Nigeria election postponed again

April 3, 2011 was last updated on 18 A man casts his vote before the postponement of the parliamentary election in Mushin neighbourhood in Nigeria's commercial centre Lagos April 2, 2011 : 12 ET some Nigerians had already cast their votes before the poll was cancelled Saturday Nigeria parliamentary elections until next Saturday-the second delay in two days has been postponed.

The vote was initially will take place on Saturday, but staff and papers failed to materialise in polling stations across the country.

After the first call the election off until Monday, the officials further delayed until Saturday.

The decision of the Electoral Commission of the means presidential and state elections are also pushed back.

The BBC says Caroline Duffield in Lagos that the political culture of the country of electoral fraud and violence has made it difficult for people to accept official explanations for the delay.

She says many voters-and some politicians think that political interference from Saturday caused chaos.

The elections are seen as an important test of the democratic credentials of Nigeria.

Electoral chief Attahiru Jega was brought in last year as a system often considered inadequate revision.

The electoral chaos has led some question his suitability for the job.

Announcement of the second delay, Mr Jega said that the decision had the support of all political parties.

"Requests to plans of the National Assembly elections have come from a cross-section of stakeholders, including political parties and civil society organisations," he said.

"We are more determined now to ensure that the 2011 elections free, fair and credible."

The people's Democratic Party (PDP) has won all three elections since the end of military rule in 1999, amidst widespread claims of fraud and deception.

Nigerian elections are also characterized by violence and safety high in the run-up to Saturday's poll had been demolished.

But Amnesty International said that at least 20 dead in election violence in the past two weeks.

The voting process had already begun on Saturday, with big turnouts reported in cities such as Lagos and Kano, before Mr Jega announced the first postponement.

About 73 million people have registered for the elections, where she for 360 seats in the House of representatives, and 109 in the Senate will vote.
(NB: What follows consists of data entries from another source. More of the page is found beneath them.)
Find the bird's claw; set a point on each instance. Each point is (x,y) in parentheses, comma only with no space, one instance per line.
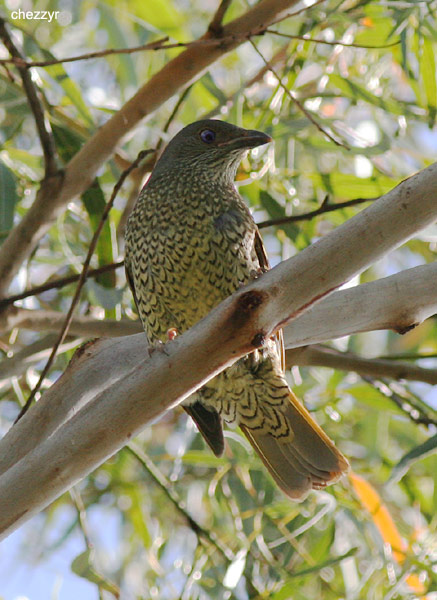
(156,346)
(172,333)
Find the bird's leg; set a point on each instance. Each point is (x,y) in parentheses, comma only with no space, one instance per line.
(172,333)
(253,274)
(157,345)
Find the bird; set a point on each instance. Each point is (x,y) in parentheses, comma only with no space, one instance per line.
(191,242)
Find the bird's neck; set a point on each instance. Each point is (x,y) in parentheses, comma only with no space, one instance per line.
(185,175)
The PDP held more than three quarters of the seats in both houses.

The people's Democratic Party (PDP) has won all elections since the end of military rule in 1999. Last time won the two-thirds of the 36 States of Nigeria. But with a southerner-President Goodluck Jonathan-as its candidate in the presidential election the number of votes in the North could lose.

Nigeria of 160 million people are divided between numerous ethnic-linguistic groups and also along religious lines. In general, the Hausa Fulani people based in the North are mainly Muslims. The Yorubas from the Southwest are divided between Muslims and Christians, while the Igbos of the Southeast and neghbouring groups are mostly Christian or animist. The Middle Belt is home to hundreds of groups with different beliefs, and there are around Jos frequent clashes between Hausa-speaking Muslims and Christian members of the Berom community.
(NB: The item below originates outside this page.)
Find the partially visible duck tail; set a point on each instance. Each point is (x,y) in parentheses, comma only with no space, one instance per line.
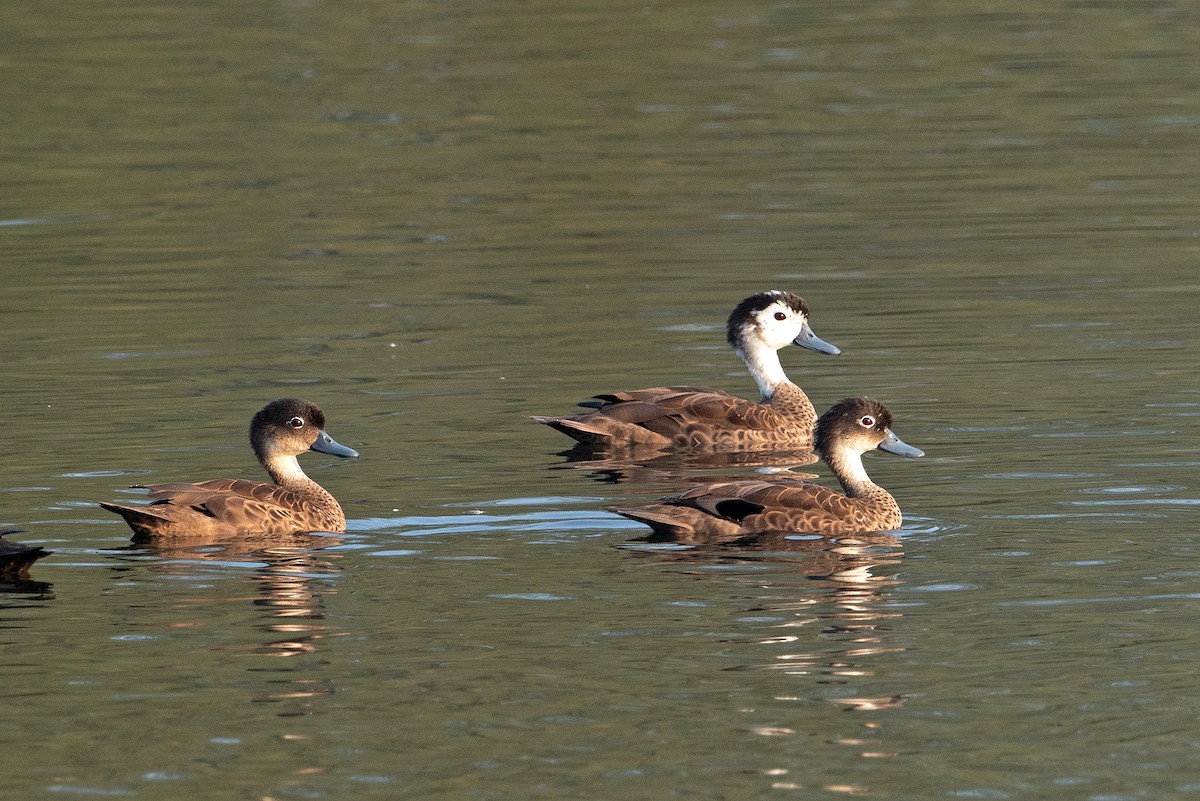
(16,558)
Despite its vast resources Nigeria belongs among the most unequal countries in the world, according to the UN. The poverty of the North is in stark contrast with the more developed South. The oil-rich South-Eastern States complain that all the revenue of the pipeline to the capital Abuja and Lagos, Nigeria's richest State flows. But residents of Akwa Ibom and Delta States are still typically Blairite than the people of the North.

Southern residents usually have better access to health care, as shown by the greater inclusion of vaccines for polio, tuberculosis, tetanus and diphtheria. Some Northern groups have in the past boycotted immunization programs, say they are a Western plot to Muslim women infertile. This led to a recurrence of polio, but the vaccinations are now resumed.

Female literacy is seen as the key to a higher standard of living for the next generation. For example, is a newborn child much earlier to survive if her mother is well educated. In Nigeria, we see a stark contrast between the mainly Muslim north and the Christian and animist South. In a number of Northern States may be less than 5% of the women to read and write, while in some areas Igbo more than 90% literate.

Nigeria is Africa's biggest oil producer and the largest in the world, but most of the people subsist on less than USD 2 per day. The oil is produced in the South-East and some militant groups there to keep a larger share of the wealth that comes from under their feet. Attacks by militants on oil facilities has led to a sharp fall in Nigeria exports during the last ten years. But in 2010, led a Government amnesty thousands of fighters to lay down their weapons.